K-nearest neighbors method is used for classification. First, we will prepare the inputs for the knn function.
knn.train <- ml_data[train,][-6]
knn.test <- ml_data[-train,][-6]
knn.class <- ml_data[train,][,6]
The KNN function with K = 10 can be written as above, the prediction rate is calculated similarly as above.
set.seed(1) # In case there are multiple clusters with the same distances.
knn.pred <- knn(knn.train, knn.test, knn.class, k = 10)
round(mean(knn.pred == ml_data[-train,]$Diagnosis),3)*100
## [1] 80.7
The KNN function will be tested with multiple values of k.
k_values = c(1,5,10,20,50,100)
prediction_rate = rep(0, length(k_values))
for (i in 1:length(k_values)) {
set.seed(1)
knn.pred <- knn(knn.train, knn.test, knn.class, k = k_values[i])
prediction_rate[i] <- round(mean(knn.pred == ml_data[-train,]$Diagnosis),3)*100
}
# Transformation
knn.table <- as.data.frame(cbind(k_values, prediction_rate))
names(knn.table) <- c("k", "Prediction Rate")
knn.table
## k Prediction Rate
## 1 1 82.1
## 2 5 80.9
## 3 10 80.7
## 4 20 80.2
## 5 50 81.4
## 6 100 78.6
As we can see above, the prediction rate of KNN for this dataset is lower than linear logistic and LDA model.
Linear logistic and LDA model give the highest prediction rate. We will use the linear logistic model moving forward.
We have selected the best model above (linear logistic model) by splitting the original dataset into training (80%) and testing set (20%). Now we will use cross validation and bootstrap as the methods to validate the prediction rate.
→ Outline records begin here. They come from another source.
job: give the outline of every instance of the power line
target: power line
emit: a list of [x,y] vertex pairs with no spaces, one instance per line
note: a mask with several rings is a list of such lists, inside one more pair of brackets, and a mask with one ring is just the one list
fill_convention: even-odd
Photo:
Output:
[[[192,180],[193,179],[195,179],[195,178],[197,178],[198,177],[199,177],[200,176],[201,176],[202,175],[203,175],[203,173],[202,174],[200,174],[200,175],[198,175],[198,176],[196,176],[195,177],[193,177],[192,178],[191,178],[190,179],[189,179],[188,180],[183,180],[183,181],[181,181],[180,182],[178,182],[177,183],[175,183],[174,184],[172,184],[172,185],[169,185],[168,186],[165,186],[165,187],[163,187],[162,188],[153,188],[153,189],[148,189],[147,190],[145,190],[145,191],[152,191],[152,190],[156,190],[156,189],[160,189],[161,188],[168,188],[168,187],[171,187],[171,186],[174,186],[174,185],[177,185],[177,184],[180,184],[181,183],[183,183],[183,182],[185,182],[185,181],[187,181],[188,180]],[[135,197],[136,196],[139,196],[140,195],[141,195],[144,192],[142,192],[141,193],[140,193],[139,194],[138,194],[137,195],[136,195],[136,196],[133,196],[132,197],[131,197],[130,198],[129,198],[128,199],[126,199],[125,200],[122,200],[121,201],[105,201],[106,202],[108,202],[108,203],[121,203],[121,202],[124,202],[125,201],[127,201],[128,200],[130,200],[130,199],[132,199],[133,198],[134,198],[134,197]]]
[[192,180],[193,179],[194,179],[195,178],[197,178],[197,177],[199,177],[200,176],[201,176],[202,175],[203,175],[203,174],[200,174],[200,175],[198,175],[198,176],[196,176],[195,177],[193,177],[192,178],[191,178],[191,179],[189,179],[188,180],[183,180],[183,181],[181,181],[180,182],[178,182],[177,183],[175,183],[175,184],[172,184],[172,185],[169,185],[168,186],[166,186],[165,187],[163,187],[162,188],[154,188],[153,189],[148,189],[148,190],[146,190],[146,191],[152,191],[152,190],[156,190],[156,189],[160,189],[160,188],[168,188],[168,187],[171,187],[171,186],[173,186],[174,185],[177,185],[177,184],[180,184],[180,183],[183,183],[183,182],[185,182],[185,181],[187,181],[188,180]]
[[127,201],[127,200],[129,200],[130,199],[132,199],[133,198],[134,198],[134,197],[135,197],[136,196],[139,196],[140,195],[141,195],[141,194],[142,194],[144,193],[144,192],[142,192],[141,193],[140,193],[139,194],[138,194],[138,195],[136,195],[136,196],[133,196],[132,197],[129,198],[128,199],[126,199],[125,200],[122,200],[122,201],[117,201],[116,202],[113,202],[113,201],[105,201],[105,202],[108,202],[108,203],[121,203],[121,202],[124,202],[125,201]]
Note that this cross validation method only works on logistic model.
cost <- function(r, pi = 0) mean(abs(r - pi) > 0.5) # For classification models
loocv.err <- cv.glm(ml_data[train,], glm.fit, cost = cost)
round(1 - loocv.err$delta[1],3)*100
## [1] 85.1
The prediction rate when tested with LOOCV is 85.1%.
k.cv.err <- cv.glm(ml_data[train,], glm.fit, cost = cost, K = 10) # 10 k-CV
round(1 - k.cv.err$delta[1],3)*100
## [1] 85
The prediction rate when tested with 10 k-CV is 85%.
rsq <- function(formula, data, indices) {
d <- data[indices,]
fit <- glm(formula, data = d, family = binomial)
pred <- rep(0, nrow(d))
prob <- predict(fit)
pred[prob > 0.5] <- 1
return(round(mean(d$Diagnosis == pred),3)*100)
} # Define a function to calculate the prediction rate
# Repeat bootstrap 1000 times
boot(data = ml_data, statistic = rsq, R = 1000, formula = Diagnosis ~ poly(MMSE,2) +
FunctionalAssessment + MemoryComplaints + BehavioralProblems + ADL)
##
## ORDINARY NONPARAMETRIC BOOTSTRAP
##
##
## Call:
## boot(data = ml_data, statistic = rsq, R = 1000, formula = Diagnosis ~
## poly(MMSE, 2) + FunctionalAssessment + MemoryComplaints +
## BehavioralProblems + ADL)
##
##
## Bootstrap Statistics :
## original bias std. error
## t1* 86.3 -0.0884 0.7926372
The prediction rate is 86.3% after testing the model through 1000 bootstrap instances.